Auditionné par la commission des finances du Storting (l'assemblée nationale) pour le rapport annuel du gouvernement sur la gestion du "fonds pétrolier", Nicolai Tangen a expliqué aux élus du "Storting" (ou "grande assemblée"), les raisons de son pessimisme, rapporte le quotidien économique norvégien Dagens Næringsliv ("Today's Business"). "À peine avions-nous commencé à mettre la pandémie de Covid derrière nous en imaginant que tout redeviendrait "normal", que ça s'est encore rétréci. Après le Covid qui a durement affecté notre fonds, l'invasion de l'Ukraine par la Russie fera de même."
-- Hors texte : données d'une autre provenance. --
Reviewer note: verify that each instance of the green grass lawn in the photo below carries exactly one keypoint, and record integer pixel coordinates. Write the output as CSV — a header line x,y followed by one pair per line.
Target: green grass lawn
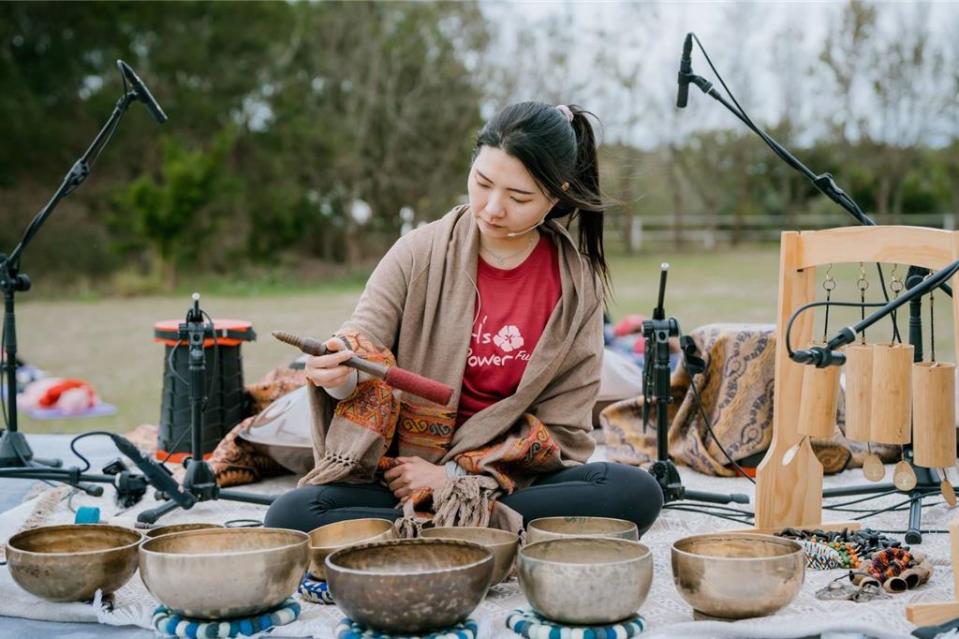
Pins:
x,y
109,342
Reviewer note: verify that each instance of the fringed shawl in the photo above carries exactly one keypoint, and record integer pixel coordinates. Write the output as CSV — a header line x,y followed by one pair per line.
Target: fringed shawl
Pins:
x,y
419,304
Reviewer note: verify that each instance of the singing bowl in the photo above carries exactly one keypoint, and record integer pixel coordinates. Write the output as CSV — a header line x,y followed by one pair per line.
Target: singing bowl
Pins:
x,y
735,576
342,534
70,563
224,572
172,528
502,543
409,586
585,580
561,527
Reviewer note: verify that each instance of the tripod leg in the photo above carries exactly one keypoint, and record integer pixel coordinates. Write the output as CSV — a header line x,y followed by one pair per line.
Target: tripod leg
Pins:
x,y
913,536
50,463
150,516
250,498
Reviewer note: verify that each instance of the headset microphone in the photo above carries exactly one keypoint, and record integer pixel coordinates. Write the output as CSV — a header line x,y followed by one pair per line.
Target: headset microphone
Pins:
x,y
527,230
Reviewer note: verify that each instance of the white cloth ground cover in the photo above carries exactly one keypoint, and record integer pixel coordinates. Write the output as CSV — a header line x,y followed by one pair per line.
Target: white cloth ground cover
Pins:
x,y
665,611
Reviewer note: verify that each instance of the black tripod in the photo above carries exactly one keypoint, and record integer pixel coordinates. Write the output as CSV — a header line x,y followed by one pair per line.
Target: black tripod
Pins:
x,y
200,481
15,451
656,387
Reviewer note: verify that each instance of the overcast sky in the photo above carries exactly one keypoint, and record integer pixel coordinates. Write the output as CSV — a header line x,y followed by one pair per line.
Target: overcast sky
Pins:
x,y
739,37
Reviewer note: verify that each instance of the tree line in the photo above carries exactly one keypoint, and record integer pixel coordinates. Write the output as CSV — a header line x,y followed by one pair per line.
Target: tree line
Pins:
x,y
299,131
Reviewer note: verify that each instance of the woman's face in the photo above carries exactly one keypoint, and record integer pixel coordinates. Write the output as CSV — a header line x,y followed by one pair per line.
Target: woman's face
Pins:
x,y
504,197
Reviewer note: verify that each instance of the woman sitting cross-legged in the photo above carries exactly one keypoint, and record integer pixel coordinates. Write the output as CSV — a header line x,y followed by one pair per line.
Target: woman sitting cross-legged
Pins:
x,y
500,301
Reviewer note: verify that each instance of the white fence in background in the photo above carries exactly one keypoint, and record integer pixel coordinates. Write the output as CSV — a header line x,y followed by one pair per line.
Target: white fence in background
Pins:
x,y
713,231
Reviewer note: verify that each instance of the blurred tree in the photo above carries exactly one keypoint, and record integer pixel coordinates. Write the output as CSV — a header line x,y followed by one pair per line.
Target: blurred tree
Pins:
x,y
176,215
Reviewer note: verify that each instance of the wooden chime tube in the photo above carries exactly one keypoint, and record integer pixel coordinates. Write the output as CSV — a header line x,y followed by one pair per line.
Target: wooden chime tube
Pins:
x,y
819,401
858,391
891,405
934,414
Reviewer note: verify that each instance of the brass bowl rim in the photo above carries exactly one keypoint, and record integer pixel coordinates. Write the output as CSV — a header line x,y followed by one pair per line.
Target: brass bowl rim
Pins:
x,y
628,525
232,531
514,538
795,546
328,562
564,540
205,526
76,553
348,543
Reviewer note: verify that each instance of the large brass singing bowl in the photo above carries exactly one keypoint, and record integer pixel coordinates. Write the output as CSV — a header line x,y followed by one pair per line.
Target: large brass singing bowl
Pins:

"La probabilité d'un scénario d'horreur où le fonds chute de 40 % a augmenté"

Le directeur du fond va encore plus loin dans ses déclarations : "Les conséquences géopolitiques de la guerre sont difficiles à prédire mais nous allons sans doute au-devant des plus importants changements depuis trente ans."" Précisant : "Il ne fait guère de doute que la montée des tensions entre les superpuissances et la remise en cause de la mondialisation vont affecter les marchés."

"La stagflation est le pire que l'on puisse imaginer"

Pour Nicolai Tangen, la hausse des prix, déjà bien enclenchée avant la guerre en Ukraine, a continué de s'accélérer alors que les taux d'intérêt sont très bas et que les cours des actions restent élevés. Mais, pour lui, il y a pire que l'inflation rapporte encore La Tribune. Avec une inflation élevée et une faible croissance économique, c'est le risque de "stagflation" qui menace. Ce risque a augmenté au cours des six derniers mois. "La stagflation est le pire que l'on puisse imaginer", selon lui. "Tout cela mis bout à bout signifie que nous allons au-devant d'une période agitée", a-t-il prédit.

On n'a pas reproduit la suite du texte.